But the formal history of theatre as a distinct art form – with named plays, trained performers, purpose-built spaces, and paying audiences – begins in ancient Athens, around the 6th century BCE. The Athenian tyrant Peisistratos instituted the City Dionysia, a festival honouring Dionysus, god of wine, fertility, and transformation. It was within this festival that theatre as we understand it was born.

The historian Aristotle credits a man named Thespis – from whom we derive the word “thespian” – with the decisive innovation of separating a single performer from the chorus to speak as a character, creating the first actor and the first dramatic dialogue. Tradition places this invention around 534 BCE, when Thespis reputedly won the first theatrical competition at the Dionysia. What Thespis understood was that the presence of one individual embodying a role could electrify an audience in ways mere narration never could.

“Theatre is the art of looking at ourselves.” – Augusto Boal, Brazilian theatre theorist

The Greeks built their theatres with breathtaking precision. The Theatre of Epidaurus, constructed around 340 BCE and still used today, could seat 14,000 spectators. Its acoustics remain extraordinary – a coin dropped at the centre of the orchestra pit can be heard in the back row without amplification. These were not accidental achievements. Greek architects understood that theatre demanded a specific sonic and visual geometry, one that made every member of a crowd feel addressed and included.

Greek theatre gave us its two foundational modes: tragedy and comedy. Tragedy, in the Greek conception, was not merely sad – it was the catastrophic collision between a great individual and an inexorable fate. The three masters of Athenian tragedy – Aeschylus, Sophocles and Euripides – produced works of such philosophical depth that they remain central to Western thought.

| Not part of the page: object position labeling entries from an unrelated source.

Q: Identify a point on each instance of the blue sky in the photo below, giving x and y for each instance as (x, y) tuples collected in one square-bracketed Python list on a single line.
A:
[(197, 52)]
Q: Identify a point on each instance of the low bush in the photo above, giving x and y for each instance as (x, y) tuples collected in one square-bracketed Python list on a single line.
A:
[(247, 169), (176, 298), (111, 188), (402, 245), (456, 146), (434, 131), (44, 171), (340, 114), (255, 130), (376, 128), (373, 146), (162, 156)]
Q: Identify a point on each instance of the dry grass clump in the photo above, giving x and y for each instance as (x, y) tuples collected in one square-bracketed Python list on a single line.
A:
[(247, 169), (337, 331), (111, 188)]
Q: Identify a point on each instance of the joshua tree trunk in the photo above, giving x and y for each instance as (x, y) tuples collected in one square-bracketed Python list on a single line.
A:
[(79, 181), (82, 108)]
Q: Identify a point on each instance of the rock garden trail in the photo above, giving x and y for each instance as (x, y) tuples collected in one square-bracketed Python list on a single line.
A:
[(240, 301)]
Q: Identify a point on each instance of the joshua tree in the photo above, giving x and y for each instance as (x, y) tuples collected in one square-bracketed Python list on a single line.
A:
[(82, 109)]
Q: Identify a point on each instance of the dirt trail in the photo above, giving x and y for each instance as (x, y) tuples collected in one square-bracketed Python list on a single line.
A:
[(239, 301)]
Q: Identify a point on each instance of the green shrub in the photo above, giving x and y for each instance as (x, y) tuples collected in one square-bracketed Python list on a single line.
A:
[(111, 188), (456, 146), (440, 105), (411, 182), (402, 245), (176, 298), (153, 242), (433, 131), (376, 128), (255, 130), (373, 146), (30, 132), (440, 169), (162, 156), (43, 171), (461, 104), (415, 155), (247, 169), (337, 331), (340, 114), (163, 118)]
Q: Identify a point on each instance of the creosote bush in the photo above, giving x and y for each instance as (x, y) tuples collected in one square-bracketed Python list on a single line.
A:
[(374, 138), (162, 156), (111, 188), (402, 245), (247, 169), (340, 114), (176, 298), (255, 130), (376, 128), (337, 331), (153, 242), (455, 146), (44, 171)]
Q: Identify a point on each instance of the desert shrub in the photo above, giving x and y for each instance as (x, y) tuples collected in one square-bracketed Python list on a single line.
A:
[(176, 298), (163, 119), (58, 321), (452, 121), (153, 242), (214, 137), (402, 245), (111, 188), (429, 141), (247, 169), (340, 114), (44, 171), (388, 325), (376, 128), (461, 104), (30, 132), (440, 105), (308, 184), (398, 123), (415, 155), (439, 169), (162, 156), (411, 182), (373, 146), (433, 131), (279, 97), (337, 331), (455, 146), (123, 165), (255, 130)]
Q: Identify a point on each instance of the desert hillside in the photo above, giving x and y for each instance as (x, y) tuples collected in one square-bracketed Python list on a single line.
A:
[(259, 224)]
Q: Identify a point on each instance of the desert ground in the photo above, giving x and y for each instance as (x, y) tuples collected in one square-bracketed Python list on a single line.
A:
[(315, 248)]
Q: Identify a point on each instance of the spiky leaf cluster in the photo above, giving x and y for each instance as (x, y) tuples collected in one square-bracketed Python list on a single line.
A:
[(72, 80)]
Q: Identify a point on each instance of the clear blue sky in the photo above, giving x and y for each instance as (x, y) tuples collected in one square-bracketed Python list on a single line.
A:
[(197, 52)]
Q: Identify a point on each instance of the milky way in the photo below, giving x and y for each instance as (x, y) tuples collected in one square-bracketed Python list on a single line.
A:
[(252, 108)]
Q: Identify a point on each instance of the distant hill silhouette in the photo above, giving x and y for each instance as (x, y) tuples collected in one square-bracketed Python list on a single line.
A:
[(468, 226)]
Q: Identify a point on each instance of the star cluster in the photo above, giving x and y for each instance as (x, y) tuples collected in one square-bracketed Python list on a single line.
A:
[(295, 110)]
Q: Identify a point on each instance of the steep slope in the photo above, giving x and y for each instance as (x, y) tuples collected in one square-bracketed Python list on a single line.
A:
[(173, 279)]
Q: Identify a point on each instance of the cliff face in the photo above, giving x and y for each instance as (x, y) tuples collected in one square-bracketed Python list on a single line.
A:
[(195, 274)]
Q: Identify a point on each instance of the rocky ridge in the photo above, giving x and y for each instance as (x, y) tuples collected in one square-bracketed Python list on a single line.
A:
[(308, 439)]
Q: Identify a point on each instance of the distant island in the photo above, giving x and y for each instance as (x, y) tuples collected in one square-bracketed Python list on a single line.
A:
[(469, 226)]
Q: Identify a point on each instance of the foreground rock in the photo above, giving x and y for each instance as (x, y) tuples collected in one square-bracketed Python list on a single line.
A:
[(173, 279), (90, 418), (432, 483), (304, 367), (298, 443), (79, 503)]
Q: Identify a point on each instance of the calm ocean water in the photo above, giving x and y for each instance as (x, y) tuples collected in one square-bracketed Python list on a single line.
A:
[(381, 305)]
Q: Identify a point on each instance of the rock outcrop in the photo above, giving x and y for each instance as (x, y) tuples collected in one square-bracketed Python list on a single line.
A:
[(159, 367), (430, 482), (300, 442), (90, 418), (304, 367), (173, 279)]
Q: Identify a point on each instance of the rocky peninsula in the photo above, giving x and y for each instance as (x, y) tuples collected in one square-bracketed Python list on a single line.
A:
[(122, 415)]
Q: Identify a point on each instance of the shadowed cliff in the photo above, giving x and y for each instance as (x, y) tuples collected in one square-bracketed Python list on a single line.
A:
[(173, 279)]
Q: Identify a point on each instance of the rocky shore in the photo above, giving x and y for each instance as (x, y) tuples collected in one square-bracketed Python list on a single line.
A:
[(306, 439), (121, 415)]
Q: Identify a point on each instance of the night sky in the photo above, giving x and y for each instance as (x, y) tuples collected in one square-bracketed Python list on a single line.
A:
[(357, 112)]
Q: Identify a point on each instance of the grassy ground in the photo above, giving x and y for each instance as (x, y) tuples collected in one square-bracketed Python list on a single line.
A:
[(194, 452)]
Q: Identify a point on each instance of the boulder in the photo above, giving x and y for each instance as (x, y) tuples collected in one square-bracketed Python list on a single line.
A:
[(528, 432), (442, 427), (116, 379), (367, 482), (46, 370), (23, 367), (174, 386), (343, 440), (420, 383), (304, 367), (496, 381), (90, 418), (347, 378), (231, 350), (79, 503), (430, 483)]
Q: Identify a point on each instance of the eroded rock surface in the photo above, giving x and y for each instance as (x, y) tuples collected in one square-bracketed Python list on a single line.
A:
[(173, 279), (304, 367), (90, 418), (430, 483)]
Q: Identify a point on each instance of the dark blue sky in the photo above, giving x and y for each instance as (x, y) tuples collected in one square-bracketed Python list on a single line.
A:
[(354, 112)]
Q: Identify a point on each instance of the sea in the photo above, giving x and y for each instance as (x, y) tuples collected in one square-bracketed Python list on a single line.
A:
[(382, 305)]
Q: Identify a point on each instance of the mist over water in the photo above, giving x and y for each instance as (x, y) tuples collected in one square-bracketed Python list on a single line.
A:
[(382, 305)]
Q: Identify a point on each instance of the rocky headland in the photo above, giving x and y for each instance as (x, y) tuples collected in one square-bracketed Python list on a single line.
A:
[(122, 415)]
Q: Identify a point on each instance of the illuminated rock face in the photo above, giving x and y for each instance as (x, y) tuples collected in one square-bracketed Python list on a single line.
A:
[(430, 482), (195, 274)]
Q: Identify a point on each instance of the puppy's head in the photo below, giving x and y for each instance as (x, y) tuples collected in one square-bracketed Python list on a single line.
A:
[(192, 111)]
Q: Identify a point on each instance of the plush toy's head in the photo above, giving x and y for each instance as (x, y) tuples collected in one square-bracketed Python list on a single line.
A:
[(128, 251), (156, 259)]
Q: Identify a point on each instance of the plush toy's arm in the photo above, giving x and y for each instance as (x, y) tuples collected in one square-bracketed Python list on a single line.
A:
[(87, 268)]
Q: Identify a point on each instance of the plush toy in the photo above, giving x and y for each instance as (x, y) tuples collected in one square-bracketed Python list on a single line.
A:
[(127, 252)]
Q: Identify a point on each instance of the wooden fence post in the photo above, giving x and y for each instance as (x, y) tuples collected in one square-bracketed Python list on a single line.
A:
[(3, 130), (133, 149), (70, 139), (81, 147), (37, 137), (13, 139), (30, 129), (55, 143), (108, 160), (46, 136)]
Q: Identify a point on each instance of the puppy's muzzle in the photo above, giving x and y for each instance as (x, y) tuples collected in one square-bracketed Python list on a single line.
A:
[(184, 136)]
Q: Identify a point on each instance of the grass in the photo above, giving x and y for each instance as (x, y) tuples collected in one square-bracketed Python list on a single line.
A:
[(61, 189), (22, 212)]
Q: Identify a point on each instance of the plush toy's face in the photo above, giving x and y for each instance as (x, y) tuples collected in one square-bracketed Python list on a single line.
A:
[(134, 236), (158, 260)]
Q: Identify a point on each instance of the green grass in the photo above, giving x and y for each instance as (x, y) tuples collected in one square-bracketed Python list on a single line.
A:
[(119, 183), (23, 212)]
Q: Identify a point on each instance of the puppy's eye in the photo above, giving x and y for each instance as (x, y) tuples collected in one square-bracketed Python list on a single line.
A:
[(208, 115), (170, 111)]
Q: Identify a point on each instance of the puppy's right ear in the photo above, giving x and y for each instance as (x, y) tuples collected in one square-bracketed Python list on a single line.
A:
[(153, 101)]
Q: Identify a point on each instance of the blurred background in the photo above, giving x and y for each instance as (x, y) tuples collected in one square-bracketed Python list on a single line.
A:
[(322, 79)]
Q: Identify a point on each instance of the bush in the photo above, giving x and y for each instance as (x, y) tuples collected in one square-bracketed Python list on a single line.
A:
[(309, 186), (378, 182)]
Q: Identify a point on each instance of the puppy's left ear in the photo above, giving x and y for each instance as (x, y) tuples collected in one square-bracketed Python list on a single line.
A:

Aeschylus introduced the second actor, creating genuine dramatic conflict; Sophocles added a third, allowing for triangulated confrontation; Euripides pushed into psychological realism, making his characters disturbingly, controversially human.

Rome inherited Greek theatrical tradition but reshaped it according to Roman taste – which is to say, it made it louder, more spectacular, and considerably bloodier. Roman theatre moved away from the sacred drama of the Greeks toward entertainment as civic spectacle. The playwright Plautus (circa 254-184 BCE) developed the conventions of Latin comedy – mistaken identities, scheming slaves, blustering soldiers – that would directly influence Shakespeare fifteen centuries later. Terence refined comic language to an elegance that Cicero considered the apex of Latin prose style.

But it was the Roman amphitheatre, not the theatre proper, that captured the imagination of Roman mass culture. The Colosseum, opened in 80 CE, hosted gladiatorial combat, animal hunts, and mock naval battles before crowds of 50,000 – spectacles that theatrical performance could not compete with in sheer visceral impact. Roman playwrights such as Seneca produced works likely intended for private reading rather than public performance, a telling sign of theatre’s diminishing cultural centrality.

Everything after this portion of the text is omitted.